Tchologo se distingue comme la région la plus défavorisée du panel en matière d'instruction, avec 65 % de sa population agricole sans aucun niveau d'éducation. Ce chiffre est particulièrement préoccupant dans une région dont l'agriculture repose sur des filières qui nécessitent une maîtrise croissante des techniques de production, de conservation et de mise en marché. Worodougou (60 %) et Poro (60 %) partagent ce profil de dénuement éducatif massif, signalant que dans ces zones le transfert de connaissances agronomiques repose quasi exclusivement sur les pratiques traditionnelles transmises oralement, sans appui d'une littératie fonctionnelle minimale.

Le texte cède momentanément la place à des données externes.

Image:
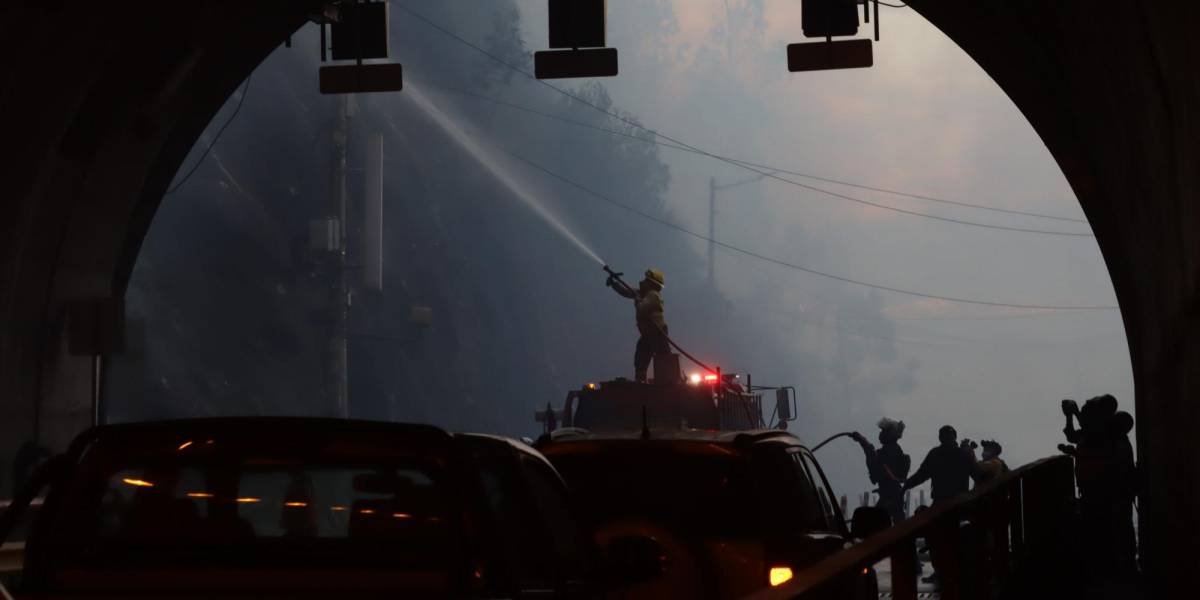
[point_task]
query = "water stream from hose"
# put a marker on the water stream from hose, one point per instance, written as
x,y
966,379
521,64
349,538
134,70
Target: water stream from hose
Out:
x,y
487,160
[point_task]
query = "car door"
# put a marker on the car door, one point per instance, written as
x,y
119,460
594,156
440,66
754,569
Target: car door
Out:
x,y
797,527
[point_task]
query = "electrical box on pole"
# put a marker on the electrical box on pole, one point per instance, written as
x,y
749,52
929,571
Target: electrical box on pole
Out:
x,y
829,19
577,37
358,31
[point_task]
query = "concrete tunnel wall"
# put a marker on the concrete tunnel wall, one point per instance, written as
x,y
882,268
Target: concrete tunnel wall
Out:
x,y
105,102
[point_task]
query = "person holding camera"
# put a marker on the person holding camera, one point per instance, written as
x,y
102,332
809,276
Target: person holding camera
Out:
x,y
948,467
991,466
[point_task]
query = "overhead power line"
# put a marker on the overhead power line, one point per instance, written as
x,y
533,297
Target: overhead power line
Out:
x,y
719,157
757,165
793,265
216,138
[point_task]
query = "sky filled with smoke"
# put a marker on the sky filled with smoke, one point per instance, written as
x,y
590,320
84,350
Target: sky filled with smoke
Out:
x,y
232,305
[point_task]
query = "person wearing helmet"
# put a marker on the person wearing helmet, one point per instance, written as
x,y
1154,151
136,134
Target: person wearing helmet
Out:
x,y
651,322
887,467
991,466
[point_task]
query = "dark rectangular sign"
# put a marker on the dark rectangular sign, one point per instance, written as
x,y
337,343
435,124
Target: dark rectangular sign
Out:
x,y
361,78
827,55
825,18
360,31
576,23
565,64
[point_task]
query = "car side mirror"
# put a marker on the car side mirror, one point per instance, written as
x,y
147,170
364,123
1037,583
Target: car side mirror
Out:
x,y
869,521
784,403
635,558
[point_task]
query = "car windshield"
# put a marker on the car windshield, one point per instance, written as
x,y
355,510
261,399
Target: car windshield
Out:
x,y
691,490
199,504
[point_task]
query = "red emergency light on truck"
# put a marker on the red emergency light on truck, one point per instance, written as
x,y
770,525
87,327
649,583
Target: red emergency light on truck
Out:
x,y
701,401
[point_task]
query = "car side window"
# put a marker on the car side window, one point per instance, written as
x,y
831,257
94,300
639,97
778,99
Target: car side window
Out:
x,y
516,519
822,489
550,497
786,481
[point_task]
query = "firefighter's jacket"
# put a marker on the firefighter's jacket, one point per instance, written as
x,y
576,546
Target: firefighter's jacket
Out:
x,y
651,319
647,309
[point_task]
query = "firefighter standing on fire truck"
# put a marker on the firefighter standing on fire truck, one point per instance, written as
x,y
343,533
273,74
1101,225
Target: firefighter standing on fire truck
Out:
x,y
651,322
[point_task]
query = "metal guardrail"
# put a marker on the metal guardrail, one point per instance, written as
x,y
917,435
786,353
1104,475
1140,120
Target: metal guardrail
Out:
x,y
1002,533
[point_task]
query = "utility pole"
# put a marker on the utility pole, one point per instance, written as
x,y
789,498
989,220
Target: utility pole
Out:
x,y
712,232
337,382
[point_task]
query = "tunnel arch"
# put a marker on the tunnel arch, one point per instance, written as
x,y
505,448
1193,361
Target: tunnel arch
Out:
x,y
111,100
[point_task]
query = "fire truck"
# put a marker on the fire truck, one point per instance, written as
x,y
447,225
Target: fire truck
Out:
x,y
703,400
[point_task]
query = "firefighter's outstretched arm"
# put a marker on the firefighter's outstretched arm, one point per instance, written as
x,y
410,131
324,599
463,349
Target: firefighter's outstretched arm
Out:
x,y
621,287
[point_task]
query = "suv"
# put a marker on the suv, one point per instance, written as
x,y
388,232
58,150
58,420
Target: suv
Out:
x,y
274,507
707,514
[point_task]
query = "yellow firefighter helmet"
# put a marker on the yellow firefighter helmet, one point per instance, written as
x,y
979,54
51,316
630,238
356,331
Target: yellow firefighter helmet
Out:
x,y
655,275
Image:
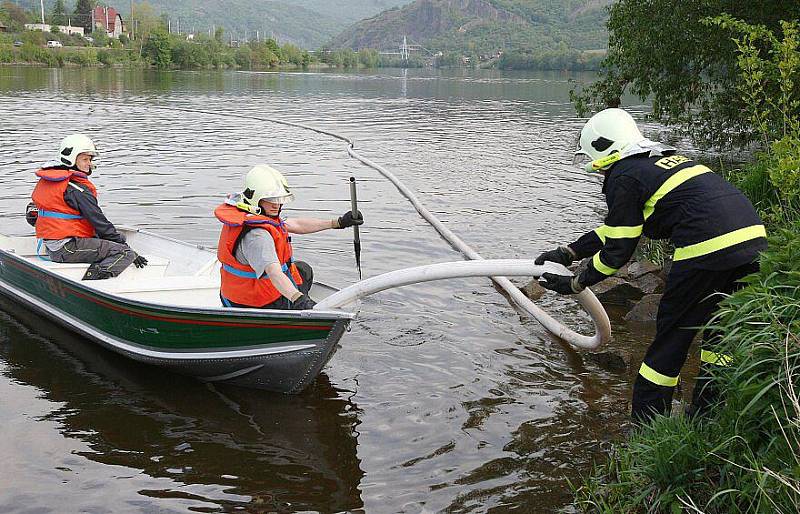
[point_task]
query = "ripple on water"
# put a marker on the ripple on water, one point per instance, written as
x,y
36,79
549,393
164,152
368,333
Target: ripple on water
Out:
x,y
441,397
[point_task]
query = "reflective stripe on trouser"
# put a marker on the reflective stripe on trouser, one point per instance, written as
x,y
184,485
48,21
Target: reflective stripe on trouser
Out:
x,y
715,244
108,255
688,302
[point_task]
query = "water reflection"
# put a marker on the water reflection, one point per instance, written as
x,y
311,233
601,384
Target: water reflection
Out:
x,y
209,446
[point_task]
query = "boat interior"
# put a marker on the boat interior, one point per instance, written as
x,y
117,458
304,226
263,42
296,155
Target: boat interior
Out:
x,y
177,273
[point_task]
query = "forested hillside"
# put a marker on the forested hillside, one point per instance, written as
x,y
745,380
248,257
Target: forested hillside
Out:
x,y
471,26
308,23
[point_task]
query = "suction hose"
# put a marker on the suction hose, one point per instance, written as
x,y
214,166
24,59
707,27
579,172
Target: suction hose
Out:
x,y
587,299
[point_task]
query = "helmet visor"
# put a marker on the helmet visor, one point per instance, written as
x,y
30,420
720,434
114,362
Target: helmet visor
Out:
x,y
280,200
581,159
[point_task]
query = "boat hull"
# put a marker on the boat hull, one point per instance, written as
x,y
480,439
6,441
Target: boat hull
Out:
x,y
275,350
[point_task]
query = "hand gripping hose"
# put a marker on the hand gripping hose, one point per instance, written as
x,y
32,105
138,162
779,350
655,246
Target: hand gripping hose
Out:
x,y
587,299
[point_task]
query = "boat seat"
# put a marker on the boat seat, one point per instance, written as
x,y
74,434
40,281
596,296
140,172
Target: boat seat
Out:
x,y
156,266
144,285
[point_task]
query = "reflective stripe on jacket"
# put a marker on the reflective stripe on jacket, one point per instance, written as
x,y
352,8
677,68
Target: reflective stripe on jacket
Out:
x,y
240,283
710,222
57,220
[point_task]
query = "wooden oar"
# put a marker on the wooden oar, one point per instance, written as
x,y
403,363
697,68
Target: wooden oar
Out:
x,y
356,237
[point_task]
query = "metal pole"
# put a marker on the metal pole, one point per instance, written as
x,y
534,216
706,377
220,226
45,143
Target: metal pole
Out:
x,y
356,236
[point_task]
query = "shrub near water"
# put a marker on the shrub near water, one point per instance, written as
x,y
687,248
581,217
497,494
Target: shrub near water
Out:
x,y
746,456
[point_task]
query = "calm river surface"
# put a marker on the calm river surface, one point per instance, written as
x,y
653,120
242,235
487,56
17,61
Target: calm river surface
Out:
x,y
442,398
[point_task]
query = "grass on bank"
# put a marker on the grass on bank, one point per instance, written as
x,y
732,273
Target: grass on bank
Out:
x,y
744,457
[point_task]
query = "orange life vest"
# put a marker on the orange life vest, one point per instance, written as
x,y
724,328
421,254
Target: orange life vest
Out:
x,y
57,220
239,282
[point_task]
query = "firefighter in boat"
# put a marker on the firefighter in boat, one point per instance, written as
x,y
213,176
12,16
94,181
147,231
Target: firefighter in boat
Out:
x,y
255,249
68,220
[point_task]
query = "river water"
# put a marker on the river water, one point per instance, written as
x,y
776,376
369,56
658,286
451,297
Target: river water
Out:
x,y
442,397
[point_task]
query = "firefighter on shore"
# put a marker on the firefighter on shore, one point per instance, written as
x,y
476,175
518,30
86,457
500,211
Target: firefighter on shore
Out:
x,y
69,222
255,249
654,191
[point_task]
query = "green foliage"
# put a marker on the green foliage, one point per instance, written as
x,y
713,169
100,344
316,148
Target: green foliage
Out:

Yamoussoukro présente le profil le plus équilibré du panel avec seulement 35 % d'agriculteurs sans instruction, un niveau primaire relativement élevé à 30 %, et des parts non négligeables au secondaire et au supérieur. Ce profil reflète l'effet de proximité urbaine et institutionnelle de la capitale administrative, qui favorise un accès historiquement meilleur à l'éducation même pour les populations rurales environnantes. Sud-Comoé affiche une configuration proche, avec 34 % sans niveau et une répartition plus équilibrée entre les niveaux supérieurs, cohérente avec son positionnement dans une zone d'agriculture diversifiée et relativement bien encadrée.
San-Pedro et Nawa, deux régions du sud-ouest à forte vocation cacaoyère et forestière, se situent dans une position intermédiaire avec respectivement 44 % et 43 % sans instruction. Leurs niveaux primaires relativement élevés autour de 23 à 33 % indiquent une scolarisation de base plus accessible, probablement liée aux investissements des filières agroindustrielles dans les infrastructures locales, sans que cela se traduise pour autant par une progression significative vers les niveaux secondaires ou supérieurs.
N'Zi et Grands-Ponts, avec 51 % et 50 % sans instruction respectivement, illustrent un déficit éducatif persistant malgré leur insertion dans des bassins agricoles actifs. Dans ces deux régions, le niveau primaire reste la principale porte d'entrée scolaire, mais la déperdition vers le secondaire est massive le secondaire premier cycle n'atteignant que 15 à 27 % ce qui prive les exploitations agricoles de tout encadrement technique de niveau intermédiaire. Tonkpi, avec 46 % sans instruction mais un niveau primaire de 34 %, témoigne d'une scolarisation de base relativement développée qui ne parvient toutefois pas à se convertir en compétences techniques agricoles faute de continuité dans les cursus.
Dans l'ensemble, l'enseignement supérieur reste marginal sur l'ensemble du panel, ne dépassant jamais 6 % dans aucune région, ce qui signifie que l'encadrement agronomique qualifié ingénieurs, techniciens, conseillers agricoles est structurellement absent du tissu productif local et doit nécessairement être apporté de l'extérieur, rendant ces régions dépendantes de dispositifs d'appui institutionnel dont la continuité n'est pas garantie.